Godfrey Bloom: Freedom of Contract

Yesterday, on Sadine Nine’s Breakfast Show on BBC Radio Essex, our Honorary President Godfrey Bloom spoke in a two-way debate on “women’s rights”, employment legislation, and freedom of contract in a free society. The debate was separated into two halves. If you would like to like to listen to the debate, please click on the two audio links below.

In the first segment, Mr Bloom first speaks at 2:56:

In the second segment, Mr Bloom first speaks at 1:05:



  1. This woman, Gillian Rutter, who runs a training firm, is typical of women who work in business and go on the media commenting about these issues, pretending that they have some sort of insight into the problems of business owners. She seems to be completely oblivious to the problems that people who run businesses face with this, and throughout the interview she uses left-wing political/ideological language and shaming tactics instead of addressing the points.

    First, who in their right mind would employ a woman and pay her to get pregnant and have children? That makes no sense. You’d need your head read if you think that’s a good idea, yet it’s the law of the land. Why? I agree with Bloom that the real number will be significantly higher than 1 in 7. It’s probably in excess of 90% in very small businesses, which is only to be expected.
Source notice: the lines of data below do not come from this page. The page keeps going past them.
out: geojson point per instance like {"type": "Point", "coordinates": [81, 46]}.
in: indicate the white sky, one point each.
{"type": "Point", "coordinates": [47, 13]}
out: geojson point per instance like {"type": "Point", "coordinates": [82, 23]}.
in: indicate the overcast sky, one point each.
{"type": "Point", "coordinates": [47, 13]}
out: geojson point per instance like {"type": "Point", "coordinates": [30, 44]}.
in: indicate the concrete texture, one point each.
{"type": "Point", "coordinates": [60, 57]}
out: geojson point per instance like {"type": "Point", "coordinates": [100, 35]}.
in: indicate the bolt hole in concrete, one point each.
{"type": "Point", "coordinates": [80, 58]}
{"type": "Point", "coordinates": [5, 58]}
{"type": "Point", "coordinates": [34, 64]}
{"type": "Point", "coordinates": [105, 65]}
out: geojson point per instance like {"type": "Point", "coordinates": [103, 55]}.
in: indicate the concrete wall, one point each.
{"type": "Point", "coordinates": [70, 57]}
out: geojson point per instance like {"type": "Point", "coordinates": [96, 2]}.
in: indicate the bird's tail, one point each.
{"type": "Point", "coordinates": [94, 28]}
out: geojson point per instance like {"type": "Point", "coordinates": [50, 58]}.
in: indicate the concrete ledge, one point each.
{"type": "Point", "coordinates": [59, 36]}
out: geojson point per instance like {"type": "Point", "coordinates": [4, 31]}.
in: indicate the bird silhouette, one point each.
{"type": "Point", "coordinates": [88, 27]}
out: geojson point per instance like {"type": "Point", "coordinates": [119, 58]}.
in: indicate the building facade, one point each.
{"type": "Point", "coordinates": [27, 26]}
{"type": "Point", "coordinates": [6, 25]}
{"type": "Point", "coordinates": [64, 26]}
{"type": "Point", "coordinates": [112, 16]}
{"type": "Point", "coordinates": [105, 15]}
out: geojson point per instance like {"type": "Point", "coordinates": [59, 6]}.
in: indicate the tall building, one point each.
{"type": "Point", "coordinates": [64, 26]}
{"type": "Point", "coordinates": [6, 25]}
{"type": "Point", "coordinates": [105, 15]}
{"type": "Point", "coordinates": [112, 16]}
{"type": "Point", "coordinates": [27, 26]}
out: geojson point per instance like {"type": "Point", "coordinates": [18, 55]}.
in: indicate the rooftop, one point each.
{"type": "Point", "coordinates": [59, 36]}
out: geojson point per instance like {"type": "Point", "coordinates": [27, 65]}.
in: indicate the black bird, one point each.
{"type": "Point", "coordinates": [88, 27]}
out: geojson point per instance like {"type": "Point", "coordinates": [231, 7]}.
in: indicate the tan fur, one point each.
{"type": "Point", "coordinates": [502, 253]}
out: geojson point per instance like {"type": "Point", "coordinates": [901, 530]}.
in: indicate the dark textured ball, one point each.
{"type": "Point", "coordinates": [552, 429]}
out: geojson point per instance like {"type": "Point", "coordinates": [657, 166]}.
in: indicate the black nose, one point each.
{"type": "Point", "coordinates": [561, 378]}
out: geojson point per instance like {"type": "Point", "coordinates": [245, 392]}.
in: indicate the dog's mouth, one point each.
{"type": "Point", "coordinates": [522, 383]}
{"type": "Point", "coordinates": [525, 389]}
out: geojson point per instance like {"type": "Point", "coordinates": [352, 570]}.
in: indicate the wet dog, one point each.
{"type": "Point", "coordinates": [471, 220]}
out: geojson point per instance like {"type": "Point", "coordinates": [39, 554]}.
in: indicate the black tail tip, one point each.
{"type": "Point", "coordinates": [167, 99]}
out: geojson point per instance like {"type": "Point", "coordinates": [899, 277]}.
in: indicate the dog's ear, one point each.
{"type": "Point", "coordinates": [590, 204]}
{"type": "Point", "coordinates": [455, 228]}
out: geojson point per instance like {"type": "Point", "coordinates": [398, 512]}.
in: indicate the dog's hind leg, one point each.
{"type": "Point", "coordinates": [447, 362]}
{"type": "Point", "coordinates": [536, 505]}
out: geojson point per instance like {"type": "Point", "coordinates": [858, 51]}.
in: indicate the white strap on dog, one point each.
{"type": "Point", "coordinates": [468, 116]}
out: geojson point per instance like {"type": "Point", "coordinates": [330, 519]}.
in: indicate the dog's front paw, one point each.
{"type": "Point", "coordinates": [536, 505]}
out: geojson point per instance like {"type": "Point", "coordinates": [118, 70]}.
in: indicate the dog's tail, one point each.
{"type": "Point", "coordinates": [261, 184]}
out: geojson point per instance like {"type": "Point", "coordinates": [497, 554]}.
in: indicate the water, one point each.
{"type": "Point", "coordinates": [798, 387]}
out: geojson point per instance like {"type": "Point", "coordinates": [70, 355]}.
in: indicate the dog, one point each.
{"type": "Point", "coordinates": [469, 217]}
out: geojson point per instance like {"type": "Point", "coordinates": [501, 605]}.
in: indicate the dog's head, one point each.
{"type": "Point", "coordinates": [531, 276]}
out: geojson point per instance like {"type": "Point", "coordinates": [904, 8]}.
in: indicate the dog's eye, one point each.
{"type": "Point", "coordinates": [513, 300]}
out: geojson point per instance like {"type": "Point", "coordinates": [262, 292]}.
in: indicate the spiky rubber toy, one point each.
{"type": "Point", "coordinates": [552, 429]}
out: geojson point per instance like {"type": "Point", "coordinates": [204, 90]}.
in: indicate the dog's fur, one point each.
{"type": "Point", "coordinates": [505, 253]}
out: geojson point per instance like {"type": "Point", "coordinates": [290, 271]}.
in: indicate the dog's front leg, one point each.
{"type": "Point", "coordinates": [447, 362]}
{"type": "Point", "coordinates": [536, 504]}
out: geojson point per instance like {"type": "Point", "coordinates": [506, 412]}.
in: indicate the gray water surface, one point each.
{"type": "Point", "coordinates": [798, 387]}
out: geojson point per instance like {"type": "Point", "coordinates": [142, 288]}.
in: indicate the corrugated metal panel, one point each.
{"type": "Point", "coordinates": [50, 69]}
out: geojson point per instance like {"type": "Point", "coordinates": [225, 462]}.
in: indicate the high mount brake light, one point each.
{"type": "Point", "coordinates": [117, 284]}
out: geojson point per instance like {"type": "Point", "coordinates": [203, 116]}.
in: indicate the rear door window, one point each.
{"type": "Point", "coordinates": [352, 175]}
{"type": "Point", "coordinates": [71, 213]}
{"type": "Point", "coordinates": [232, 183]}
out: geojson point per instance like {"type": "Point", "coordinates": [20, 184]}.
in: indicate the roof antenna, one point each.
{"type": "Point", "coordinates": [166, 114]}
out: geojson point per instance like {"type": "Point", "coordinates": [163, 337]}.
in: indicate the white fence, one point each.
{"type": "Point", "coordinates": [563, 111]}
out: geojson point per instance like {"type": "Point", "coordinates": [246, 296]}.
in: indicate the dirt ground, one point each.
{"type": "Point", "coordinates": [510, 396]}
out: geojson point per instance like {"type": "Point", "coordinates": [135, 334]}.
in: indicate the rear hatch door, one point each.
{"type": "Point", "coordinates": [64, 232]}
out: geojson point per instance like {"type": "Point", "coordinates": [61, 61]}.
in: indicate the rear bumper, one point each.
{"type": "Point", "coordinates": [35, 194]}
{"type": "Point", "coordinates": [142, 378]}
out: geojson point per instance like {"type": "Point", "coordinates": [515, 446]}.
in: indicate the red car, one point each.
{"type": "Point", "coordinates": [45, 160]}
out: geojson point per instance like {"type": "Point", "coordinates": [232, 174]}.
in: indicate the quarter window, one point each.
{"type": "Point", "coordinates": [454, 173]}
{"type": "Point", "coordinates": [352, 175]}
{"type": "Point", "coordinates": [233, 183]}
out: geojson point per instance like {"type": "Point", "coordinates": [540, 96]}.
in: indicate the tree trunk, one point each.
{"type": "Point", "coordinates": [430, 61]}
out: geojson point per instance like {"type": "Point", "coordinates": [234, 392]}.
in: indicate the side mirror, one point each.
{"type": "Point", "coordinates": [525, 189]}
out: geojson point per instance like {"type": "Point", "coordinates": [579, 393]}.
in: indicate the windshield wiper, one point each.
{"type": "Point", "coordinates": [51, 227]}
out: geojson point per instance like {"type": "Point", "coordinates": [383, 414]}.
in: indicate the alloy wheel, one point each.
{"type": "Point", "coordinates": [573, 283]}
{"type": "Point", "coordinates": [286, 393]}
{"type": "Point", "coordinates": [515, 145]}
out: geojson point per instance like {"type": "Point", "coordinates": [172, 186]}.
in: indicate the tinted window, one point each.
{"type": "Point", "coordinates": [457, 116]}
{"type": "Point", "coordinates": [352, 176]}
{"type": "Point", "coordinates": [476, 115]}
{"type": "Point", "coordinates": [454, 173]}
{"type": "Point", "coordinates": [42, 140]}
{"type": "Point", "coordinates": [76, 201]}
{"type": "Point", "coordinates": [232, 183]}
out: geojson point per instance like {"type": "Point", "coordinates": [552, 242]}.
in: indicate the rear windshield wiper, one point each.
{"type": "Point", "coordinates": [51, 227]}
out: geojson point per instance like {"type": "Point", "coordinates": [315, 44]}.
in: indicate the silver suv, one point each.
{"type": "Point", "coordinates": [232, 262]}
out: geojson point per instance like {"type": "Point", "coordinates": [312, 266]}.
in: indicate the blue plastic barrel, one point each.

Obviously there will be circumstances where a highly valued female employee has built up sufficient goodwill with an employer that it is decided she should be paid, in addition to a replacement employee being subsidised, but that’s more of a practice for larger businesses in the main as they can afford it, and it wouldn’t be typical if it weren’t for this legislation.

    It’s not just that employers lose the labour of the employee for a year or so, it’s also that they must pay that employee a state-mandated wage for most of the pregnancy. Surely that’s outrageous. Surely the woman being interviewed here, Ms Rutter, can appreciate that employers might not be able to afford this and might have little option but the discriminate? It may be that these problems do not affect her business, but can she not appreciate that her experiences might not be typical? She seems to have her head stuck in the sand and doesn’t seem to grasp that these gold-plated rights she demands for women might actually be detrimental to employees.
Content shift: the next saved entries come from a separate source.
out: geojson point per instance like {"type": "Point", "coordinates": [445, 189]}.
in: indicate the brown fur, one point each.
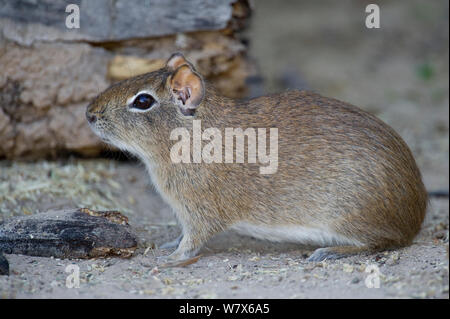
{"type": "Point", "coordinates": [339, 166]}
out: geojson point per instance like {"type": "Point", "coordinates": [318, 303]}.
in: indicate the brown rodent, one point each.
{"type": "Point", "coordinates": [345, 180]}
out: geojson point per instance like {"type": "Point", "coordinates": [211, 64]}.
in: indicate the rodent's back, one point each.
{"type": "Point", "coordinates": [338, 164]}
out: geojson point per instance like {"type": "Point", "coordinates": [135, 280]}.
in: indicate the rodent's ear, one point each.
{"type": "Point", "coordinates": [188, 88]}
{"type": "Point", "coordinates": [176, 60]}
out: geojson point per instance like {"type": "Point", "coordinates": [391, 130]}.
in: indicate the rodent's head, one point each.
{"type": "Point", "coordinates": [135, 114]}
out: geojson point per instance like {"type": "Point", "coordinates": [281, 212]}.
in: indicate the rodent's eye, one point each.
{"type": "Point", "coordinates": [143, 102]}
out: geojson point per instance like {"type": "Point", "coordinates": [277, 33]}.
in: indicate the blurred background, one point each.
{"type": "Point", "coordinates": [50, 159]}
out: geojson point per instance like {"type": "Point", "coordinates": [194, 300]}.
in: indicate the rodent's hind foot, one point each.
{"type": "Point", "coordinates": [330, 253]}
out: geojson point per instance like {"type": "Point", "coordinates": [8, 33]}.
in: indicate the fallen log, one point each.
{"type": "Point", "coordinates": [79, 233]}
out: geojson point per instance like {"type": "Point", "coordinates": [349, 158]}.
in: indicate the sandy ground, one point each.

    The solution is, as Bloom says, freedom of contract. The result would be one further blow to career women and one further victory for those, like me, who believe in traditional families, where women stay at home and have children and men work. This explains the view of people like Gillian Rutter. It’s an ideological war. In my view, women should not be working, they are stealing jobs from men. In Ms Rutter’s view, men and women are equal and to enforce this, employers must be required to pay for women to go through the awful inconvenience to their stellar careers of having to fall pregnant give birth to children.
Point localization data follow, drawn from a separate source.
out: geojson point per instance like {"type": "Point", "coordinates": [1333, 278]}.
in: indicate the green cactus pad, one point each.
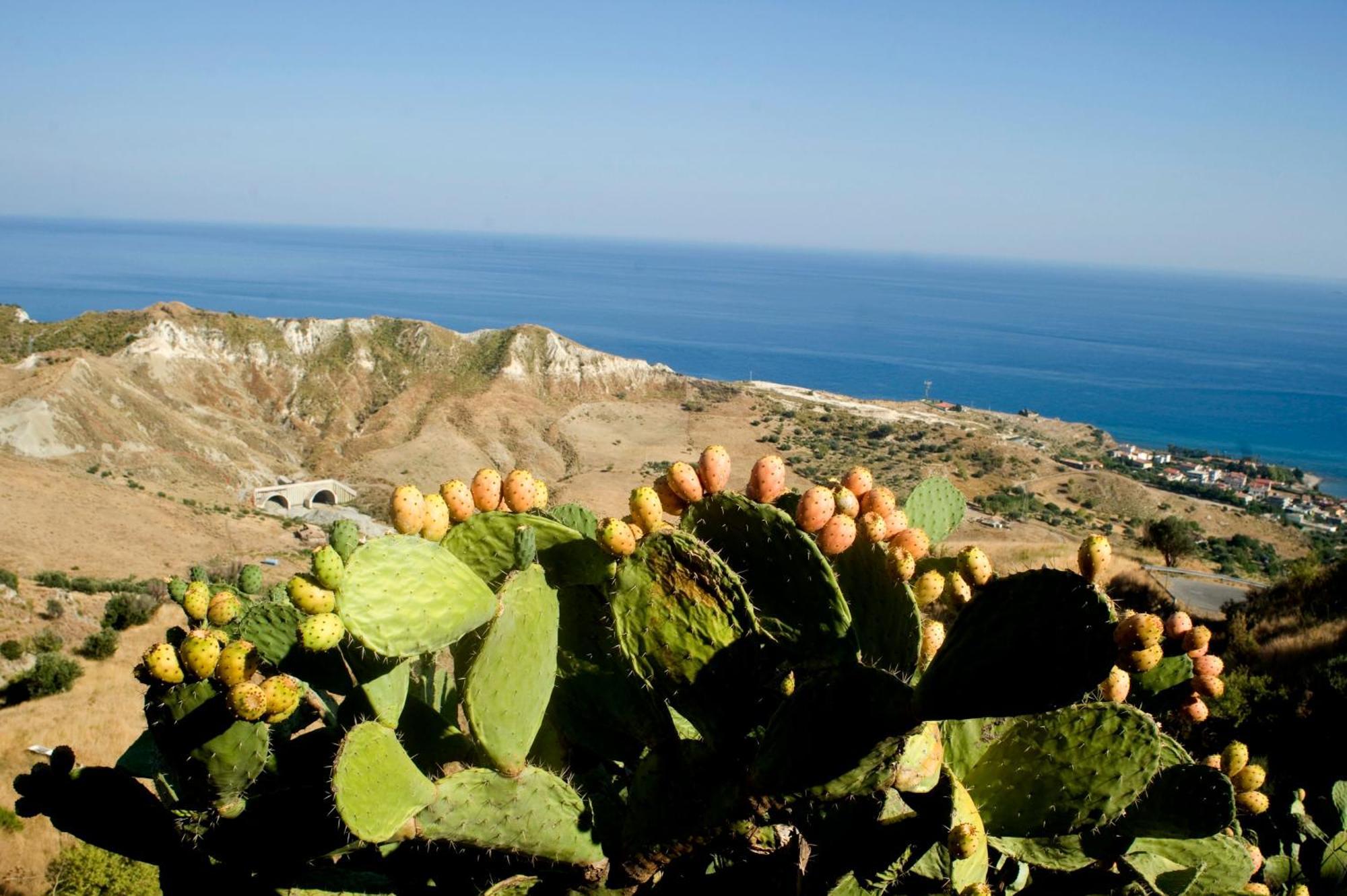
{"type": "Point", "coordinates": [1031, 642]}
{"type": "Point", "coordinates": [884, 614]}
{"type": "Point", "coordinates": [1222, 863]}
{"type": "Point", "coordinates": [1066, 771]}
{"type": "Point", "coordinates": [273, 629]}
{"type": "Point", "coordinates": [937, 508]}
{"type": "Point", "coordinates": [403, 596]}
{"type": "Point", "coordinates": [841, 734]}
{"type": "Point", "coordinates": [676, 606]}
{"type": "Point", "coordinates": [794, 590]}
{"type": "Point", "coordinates": [1185, 802]}
{"type": "Point", "coordinates": [376, 785]}
{"type": "Point", "coordinates": [513, 675]}
{"type": "Point", "coordinates": [535, 813]}
{"type": "Point", "coordinates": [487, 544]}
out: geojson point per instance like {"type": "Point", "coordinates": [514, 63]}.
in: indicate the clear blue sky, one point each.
{"type": "Point", "coordinates": [1175, 133]}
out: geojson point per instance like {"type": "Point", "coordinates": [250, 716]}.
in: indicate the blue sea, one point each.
{"type": "Point", "coordinates": [1235, 364]}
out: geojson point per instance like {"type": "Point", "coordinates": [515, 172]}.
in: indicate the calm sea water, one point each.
{"type": "Point", "coordinates": [1244, 365]}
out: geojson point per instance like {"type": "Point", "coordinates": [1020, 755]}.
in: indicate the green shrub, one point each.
{"type": "Point", "coordinates": [100, 645]}
{"type": "Point", "coordinates": [88, 871]}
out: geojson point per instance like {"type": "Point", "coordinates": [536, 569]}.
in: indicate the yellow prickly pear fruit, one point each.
{"type": "Point", "coordinates": [238, 662]}
{"type": "Point", "coordinates": [436, 522]}
{"type": "Point", "coordinates": [459, 498]}
{"type": "Point", "coordinates": [975, 565]}
{"type": "Point", "coordinates": [1093, 556]}
{"type": "Point", "coordinates": [616, 537]}
{"type": "Point", "coordinates": [816, 509]}
{"type": "Point", "coordinates": [487, 490]}
{"type": "Point", "coordinates": [684, 481]}
{"type": "Point", "coordinates": [309, 596]}
{"type": "Point", "coordinates": [715, 469]}
{"type": "Point", "coordinates": [646, 508]}
{"type": "Point", "coordinates": [1116, 687]}
{"type": "Point", "coordinates": [162, 664]}
{"type": "Point", "coordinates": [519, 491]}
{"type": "Point", "coordinates": [407, 510]}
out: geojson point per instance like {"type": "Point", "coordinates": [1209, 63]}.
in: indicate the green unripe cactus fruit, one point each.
{"type": "Point", "coordinates": [309, 596]}
{"type": "Point", "coordinates": [328, 567]}
{"type": "Point", "coordinates": [247, 701]}
{"type": "Point", "coordinates": [250, 579]}
{"type": "Point", "coordinates": [321, 631]}
{"type": "Point", "coordinates": [238, 664]}
{"type": "Point", "coordinates": [199, 653]}
{"type": "Point", "coordinates": [344, 537]}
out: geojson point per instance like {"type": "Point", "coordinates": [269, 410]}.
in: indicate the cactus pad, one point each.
{"type": "Point", "coordinates": [513, 675]}
{"type": "Point", "coordinates": [937, 508]}
{"type": "Point", "coordinates": [402, 596]}
{"type": "Point", "coordinates": [535, 813]}
{"type": "Point", "coordinates": [376, 785]}
{"type": "Point", "coordinates": [1030, 642]}
{"type": "Point", "coordinates": [487, 544]}
{"type": "Point", "coordinates": [794, 590]}
{"type": "Point", "coordinates": [1066, 771]}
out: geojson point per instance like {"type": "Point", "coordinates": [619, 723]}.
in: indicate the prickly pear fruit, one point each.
{"type": "Point", "coordinates": [196, 600]}
{"type": "Point", "coordinates": [249, 701]}
{"type": "Point", "coordinates": [436, 522]}
{"type": "Point", "coordinates": [487, 489]}
{"type": "Point", "coordinates": [903, 564]}
{"type": "Point", "coordinates": [847, 502]}
{"type": "Point", "coordinates": [519, 491]}
{"type": "Point", "coordinates": [859, 482]}
{"type": "Point", "coordinates": [1178, 625]}
{"type": "Point", "coordinates": [282, 695]}
{"type": "Point", "coordinates": [915, 541]}
{"type": "Point", "coordinates": [344, 537]}
{"type": "Point", "coordinates": [933, 635]}
{"type": "Point", "coordinates": [1249, 778]}
{"type": "Point", "coordinates": [321, 631]}
{"type": "Point", "coordinates": [816, 509]}
{"type": "Point", "coordinates": [682, 479]}
{"type": "Point", "coordinates": [1195, 710]}
{"type": "Point", "coordinates": [459, 498]}
{"type": "Point", "coordinates": [223, 610]}
{"type": "Point", "coordinates": [646, 508]}
{"type": "Point", "coordinates": [767, 479]}
{"type": "Point", "coordinates": [715, 469]}
{"type": "Point", "coordinates": [162, 664]}
{"type": "Point", "coordinates": [1235, 758]}
{"type": "Point", "coordinates": [964, 841]}
{"type": "Point", "coordinates": [616, 537]}
{"type": "Point", "coordinates": [929, 587]}
{"type": "Point", "coordinates": [199, 653]}
{"type": "Point", "coordinates": [1197, 641]}
{"type": "Point", "coordinates": [238, 662]}
{"type": "Point", "coordinates": [670, 504]}
{"type": "Point", "coordinates": [328, 567]}
{"type": "Point", "coordinates": [1093, 556]}
{"type": "Point", "coordinates": [407, 509]}
{"type": "Point", "coordinates": [957, 591]}
{"type": "Point", "coordinates": [1143, 660]}
{"type": "Point", "coordinates": [309, 596]}
{"type": "Point", "coordinates": [975, 565]}
{"type": "Point", "coordinates": [1209, 665]}
{"type": "Point", "coordinates": [874, 529]}
{"type": "Point", "coordinates": [837, 535]}
{"type": "Point", "coordinates": [1116, 687]}
{"type": "Point", "coordinates": [250, 579]}
{"type": "Point", "coordinates": [1252, 802]}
    One further point. Nothing is mentioned in these discussions about the employees back at the ranch who have to pick up the slack for the absent woman who is off having a baby and getting paid for it. What about their rights? Wouldn’t it be fairer on them if the employer could simply replace the pregnant woman with a new employee, rather that having to pay both. Of course, many of the larger employers can afford to do just that, but here we are addressing the issues of smaller businesses that have limited resources. I suspect that in many cases the situation becomes very exploitative of the left-behind employees and employers also see this and decide to avoid it by not employing women of a certain age.

  2. Another thing-

    In the second recording, Godfrey Bloom keeps parroting PC platitudes.

    At least twice he says: “We want young women in the workplace”.


    I don’t want young women in the workplace. I want to see young women married, at home, having and looking after children. They need to make an early start on that: I’d favour arranged marriages for women from the age of 14 and above. That’s what young women are supposed to do, isn’t it? Marry, have children, take care of the home, etc.

    I must confess, I’ve never understood this obsession with getting women into work beyond that it seems to be just a way of driving down wages, since women (on the whole) do depress wages for everybody. Workplaces with women in them are also very unpleasant environments (even women themselves admit this) and nobody with any sense wants to work with women – even women don’t want to work with women.

    What is all this in aid of? What do we achieve by denying Nature and press-ganging and cajoling young women into doing paid make-work in dreary offices and factories, or as in this case, climbing scaffolding? What about having finding a husband and having children?

    Also, when these career girls go off on their paid maternity leave so they can have their designer children for their plastic families, and presumably get right back to work the day after giving birth, what is the effect of this culture on the mind of children and on wider society?